Contractors used substandard materials
By James Rosen
jrosen@mcclatchydc.com
WASHINGTON — Contractors at the Savannah River Site — one of the country’s major nuclear-weapons complexes — repeatedly procured dangerous construction materials and components that failed to meet federal safety standards, according to a recently completed internal government probe.
One of the substandard materials revealed at the Savannah River Site on the South Carolina-Georgia border “could have resulted in a spill of up to 15,000 gallons of high-level radioactive waste,” the inspector general of the U.S. Energy Department found.
The five-month investigation also disclosed the purchase of 9,500 tons of substandard reinforcing steel at the SRS site near Aiken.
The faulty steel was discovered after a piece of it broke during construction of a facility that will convert spent weapons plutonium and uranium into mixed-oxide — or MOX — fuel for civilian reactors.
Replacement of 14 tons of the substandard “rebar” — the reinforcing steel — that had already been installed cost $680,000 and caused new delays in completing the $4.8 billion MOX facility, the investigation disclosed.
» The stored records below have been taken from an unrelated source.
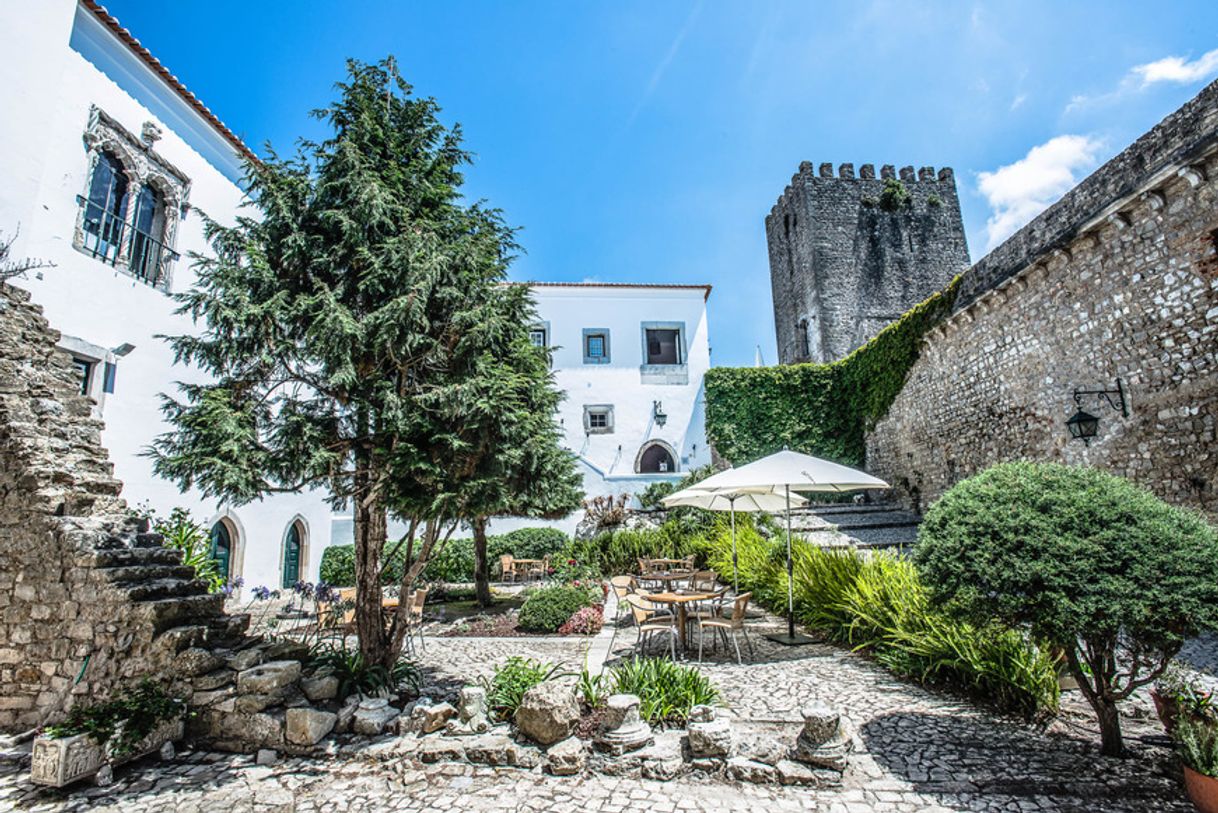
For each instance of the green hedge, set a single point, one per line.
(548, 607)
(822, 410)
(456, 560)
(880, 603)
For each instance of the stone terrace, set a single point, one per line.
(917, 751)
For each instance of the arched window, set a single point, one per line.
(655, 458)
(147, 237)
(294, 553)
(222, 547)
(105, 207)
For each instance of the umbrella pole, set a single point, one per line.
(789, 638)
(791, 575)
(736, 569)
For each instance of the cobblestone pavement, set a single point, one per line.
(917, 752)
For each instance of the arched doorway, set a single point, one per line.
(655, 457)
(223, 547)
(294, 553)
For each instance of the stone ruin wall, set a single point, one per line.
(88, 599)
(842, 267)
(1119, 279)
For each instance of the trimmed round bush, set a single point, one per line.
(547, 608)
(1104, 571)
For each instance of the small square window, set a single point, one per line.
(598, 419)
(663, 346)
(596, 346)
(84, 373)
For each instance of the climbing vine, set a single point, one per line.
(823, 410)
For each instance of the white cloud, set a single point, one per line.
(1021, 190)
(1178, 70)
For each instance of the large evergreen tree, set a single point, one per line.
(361, 339)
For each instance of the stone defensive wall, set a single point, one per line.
(89, 599)
(843, 265)
(1116, 280)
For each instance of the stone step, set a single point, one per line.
(180, 611)
(121, 557)
(158, 589)
(144, 573)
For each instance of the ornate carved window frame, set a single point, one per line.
(141, 165)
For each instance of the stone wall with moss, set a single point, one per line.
(89, 600)
(1119, 279)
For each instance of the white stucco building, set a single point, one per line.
(105, 160)
(631, 360)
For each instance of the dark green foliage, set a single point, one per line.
(529, 543)
(357, 675)
(357, 337)
(122, 722)
(878, 603)
(1102, 569)
(452, 563)
(546, 608)
(180, 532)
(1196, 741)
(821, 410)
(895, 196)
(651, 496)
(512, 679)
(666, 690)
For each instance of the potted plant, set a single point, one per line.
(1178, 694)
(1196, 741)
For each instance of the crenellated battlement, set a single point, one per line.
(810, 176)
(845, 260)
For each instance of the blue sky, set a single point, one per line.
(644, 142)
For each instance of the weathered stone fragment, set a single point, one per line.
(318, 688)
(548, 713)
(308, 725)
(623, 729)
(566, 758)
(709, 734)
(267, 677)
(373, 717)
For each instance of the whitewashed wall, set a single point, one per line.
(61, 61)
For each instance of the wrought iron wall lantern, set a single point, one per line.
(1083, 426)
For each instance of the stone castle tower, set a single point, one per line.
(849, 254)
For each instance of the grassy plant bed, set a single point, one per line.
(878, 605)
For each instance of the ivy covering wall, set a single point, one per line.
(823, 410)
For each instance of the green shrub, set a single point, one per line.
(1196, 741)
(528, 543)
(877, 602)
(822, 410)
(512, 679)
(651, 496)
(1100, 568)
(356, 674)
(546, 608)
(180, 532)
(123, 720)
(666, 690)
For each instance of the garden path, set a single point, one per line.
(918, 751)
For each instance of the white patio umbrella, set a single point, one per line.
(782, 473)
(747, 501)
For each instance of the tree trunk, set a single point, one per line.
(1111, 744)
(372, 528)
(481, 567)
(1107, 714)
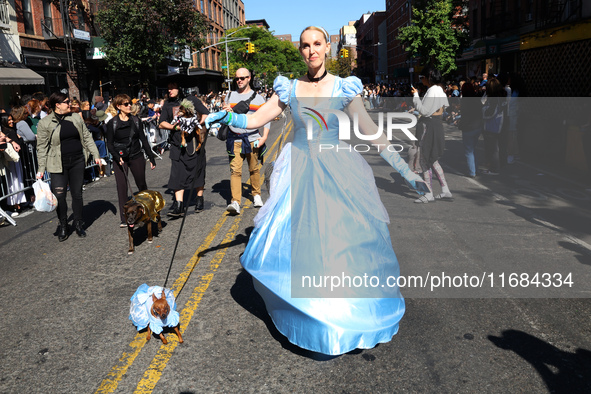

Among other questionable components identified in the probe were piping, steel plates, an unusable $12 million “glovebox” (used to handle contaminated materials), furnace module doors and robots used to eliminate human exposure to radiological and chemical materials.
In an April 23 memo to Energy Secretary Steven Chu, Inspector General Gregory Friedman said contractors and subcontractors that build, supply and install equipment at SRS facilities ignored safety regulations developed by the American Society of Mechanical Engineers.
“We identified multiple instances in which critical components did not meet required quality and safety standards,” Friedman wrote to Chu.
The Savannah River Site produced tritium, plutonium-239 and other materials used to make nuclear weapons from 1954 to 1991, when the United States stopped making atomic bombs with the end of the Cold War.